For what they taught you of beauty is in fact bullshit and your shit is the best shit.

 

Embrace every stage of self improvement.

Don't ever forget the journey

and the mistakes you made

and the lessons you learned.

Because that's what life’s about.

And in the end- to be happy with yourself is the most important thing of all.
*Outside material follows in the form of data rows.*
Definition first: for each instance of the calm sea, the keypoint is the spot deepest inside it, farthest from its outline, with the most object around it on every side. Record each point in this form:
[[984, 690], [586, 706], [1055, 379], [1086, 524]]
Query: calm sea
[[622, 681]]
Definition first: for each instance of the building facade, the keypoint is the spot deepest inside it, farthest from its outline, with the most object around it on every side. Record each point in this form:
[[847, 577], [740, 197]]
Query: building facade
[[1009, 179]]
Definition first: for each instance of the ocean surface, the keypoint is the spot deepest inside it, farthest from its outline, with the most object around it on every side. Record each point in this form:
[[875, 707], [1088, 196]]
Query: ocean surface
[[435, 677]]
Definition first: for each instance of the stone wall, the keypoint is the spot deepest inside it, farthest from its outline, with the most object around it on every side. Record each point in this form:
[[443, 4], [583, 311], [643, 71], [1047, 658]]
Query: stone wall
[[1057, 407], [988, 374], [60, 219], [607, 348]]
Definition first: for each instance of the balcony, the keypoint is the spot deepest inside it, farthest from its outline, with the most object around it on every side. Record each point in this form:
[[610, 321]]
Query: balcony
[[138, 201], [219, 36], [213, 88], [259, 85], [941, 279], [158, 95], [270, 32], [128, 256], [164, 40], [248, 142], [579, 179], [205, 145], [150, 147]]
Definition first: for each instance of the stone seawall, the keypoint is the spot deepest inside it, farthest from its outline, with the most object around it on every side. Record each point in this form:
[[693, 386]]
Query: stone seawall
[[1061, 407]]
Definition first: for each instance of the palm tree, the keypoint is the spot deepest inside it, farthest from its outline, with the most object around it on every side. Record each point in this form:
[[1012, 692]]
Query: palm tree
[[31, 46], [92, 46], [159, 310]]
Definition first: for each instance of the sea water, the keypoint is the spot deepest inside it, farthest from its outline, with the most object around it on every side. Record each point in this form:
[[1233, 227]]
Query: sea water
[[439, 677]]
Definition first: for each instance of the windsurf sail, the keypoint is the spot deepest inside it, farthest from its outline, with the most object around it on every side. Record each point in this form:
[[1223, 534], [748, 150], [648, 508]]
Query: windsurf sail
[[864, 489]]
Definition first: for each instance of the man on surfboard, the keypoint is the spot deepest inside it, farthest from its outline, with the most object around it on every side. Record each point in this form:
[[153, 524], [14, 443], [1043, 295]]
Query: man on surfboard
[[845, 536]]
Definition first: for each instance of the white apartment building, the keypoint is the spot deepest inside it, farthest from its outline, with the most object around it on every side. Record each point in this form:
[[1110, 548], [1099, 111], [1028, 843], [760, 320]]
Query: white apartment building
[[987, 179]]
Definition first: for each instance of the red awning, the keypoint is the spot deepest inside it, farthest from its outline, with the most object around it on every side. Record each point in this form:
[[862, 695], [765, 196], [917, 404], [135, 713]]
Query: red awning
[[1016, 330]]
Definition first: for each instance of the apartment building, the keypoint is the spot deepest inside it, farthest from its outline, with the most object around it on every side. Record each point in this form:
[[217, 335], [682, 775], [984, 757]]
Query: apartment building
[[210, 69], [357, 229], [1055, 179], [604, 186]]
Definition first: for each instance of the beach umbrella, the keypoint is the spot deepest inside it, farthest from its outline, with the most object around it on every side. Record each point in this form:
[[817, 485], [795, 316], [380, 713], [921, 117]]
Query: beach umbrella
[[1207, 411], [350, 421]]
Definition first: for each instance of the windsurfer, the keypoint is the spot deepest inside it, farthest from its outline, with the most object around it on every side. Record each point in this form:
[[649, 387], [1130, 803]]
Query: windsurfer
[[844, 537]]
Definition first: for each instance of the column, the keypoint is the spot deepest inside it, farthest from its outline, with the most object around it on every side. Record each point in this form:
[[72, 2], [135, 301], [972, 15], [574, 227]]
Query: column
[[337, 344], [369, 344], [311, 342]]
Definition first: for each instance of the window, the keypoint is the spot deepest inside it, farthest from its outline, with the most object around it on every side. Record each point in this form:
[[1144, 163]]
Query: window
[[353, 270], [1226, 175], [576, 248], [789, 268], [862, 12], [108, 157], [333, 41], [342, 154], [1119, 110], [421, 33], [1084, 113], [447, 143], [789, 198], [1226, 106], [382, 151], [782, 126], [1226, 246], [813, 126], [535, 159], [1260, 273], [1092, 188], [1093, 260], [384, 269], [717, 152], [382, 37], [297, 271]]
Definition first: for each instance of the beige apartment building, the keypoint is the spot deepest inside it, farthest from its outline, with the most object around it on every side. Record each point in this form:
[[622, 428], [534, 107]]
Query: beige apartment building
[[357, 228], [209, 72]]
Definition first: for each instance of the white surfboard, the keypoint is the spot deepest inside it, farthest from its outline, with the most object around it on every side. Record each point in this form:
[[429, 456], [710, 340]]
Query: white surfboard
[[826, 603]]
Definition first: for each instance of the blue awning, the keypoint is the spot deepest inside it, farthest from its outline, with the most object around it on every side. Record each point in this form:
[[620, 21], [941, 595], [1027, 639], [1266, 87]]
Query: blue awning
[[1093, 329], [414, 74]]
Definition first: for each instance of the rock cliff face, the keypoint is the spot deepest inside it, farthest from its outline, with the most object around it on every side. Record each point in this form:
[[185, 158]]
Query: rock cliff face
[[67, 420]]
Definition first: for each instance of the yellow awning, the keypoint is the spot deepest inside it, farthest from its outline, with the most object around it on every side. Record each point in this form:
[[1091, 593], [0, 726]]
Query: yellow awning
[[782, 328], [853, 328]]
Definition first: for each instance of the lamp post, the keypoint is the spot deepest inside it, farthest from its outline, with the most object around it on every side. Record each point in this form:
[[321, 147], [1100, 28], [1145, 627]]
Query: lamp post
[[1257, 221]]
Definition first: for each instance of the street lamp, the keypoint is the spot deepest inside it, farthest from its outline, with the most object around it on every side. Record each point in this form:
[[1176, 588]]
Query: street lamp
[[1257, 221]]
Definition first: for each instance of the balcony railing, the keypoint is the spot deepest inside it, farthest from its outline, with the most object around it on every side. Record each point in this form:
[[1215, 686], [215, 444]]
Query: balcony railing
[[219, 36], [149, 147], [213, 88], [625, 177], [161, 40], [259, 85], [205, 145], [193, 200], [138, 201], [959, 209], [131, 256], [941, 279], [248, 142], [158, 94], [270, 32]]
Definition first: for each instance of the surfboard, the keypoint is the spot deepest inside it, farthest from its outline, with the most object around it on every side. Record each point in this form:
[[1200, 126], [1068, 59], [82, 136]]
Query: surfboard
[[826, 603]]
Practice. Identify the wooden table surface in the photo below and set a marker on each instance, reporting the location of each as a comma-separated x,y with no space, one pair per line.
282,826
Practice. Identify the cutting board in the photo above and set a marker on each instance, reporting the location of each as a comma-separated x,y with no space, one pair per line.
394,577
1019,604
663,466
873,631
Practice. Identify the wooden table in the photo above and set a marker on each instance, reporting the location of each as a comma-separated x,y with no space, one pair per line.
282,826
You are the one stuck with your brain and your thoughts at the end of the night for the rest of your life,

So you might as well be damn happy with that brain.


 

Tuesday January 31 2017 / A Turn Back Of The Clock

How insane?

And in vain?

We the people, need help.

Back in chains,

With our pains,

Under Trump’s stormy reign.

 

So engrained,

And entertained,

Those young Republicans must have felt.

They pertain,

To none other
Than the White Man’s strong belt.

What a shock?

Turn back the clock,

Forty years back in time.

 

Here we are,

Broken and Scarred,

Begging, “please no more pain”

How insane,

And in vain,

That he can continue his reign.

 

//

 

As I sit at the table in my conference this evening,

I think to myself what an unusual feeling.

History repeating itself,

Back at the start- no broken Glass Ceiling.

 

Parks, Lafayette, Nash, and King-

They paved us the way for this small little meeting,

In Washington and Selma,

Direct action, nonviolence- all carry meaning.

 

Civil rights history is rich full of risk taking and little meetings-

Don’t let down these activists, leave their legacies beaming,

With success and lessons learned,

No more bias, no more fiending.

 

We shall stand proud and tall, with just that same feeling-

That of passion, and of fear,

And of none other than grieving.

For the gains we make,

Come with losses we will take,

Just as history goes,

And our world grows,

We shall honor all of those

Who risked their lives for our rights,

And never stop the protests, poems, and fights,

With our goals of love, equality, and unity in sight.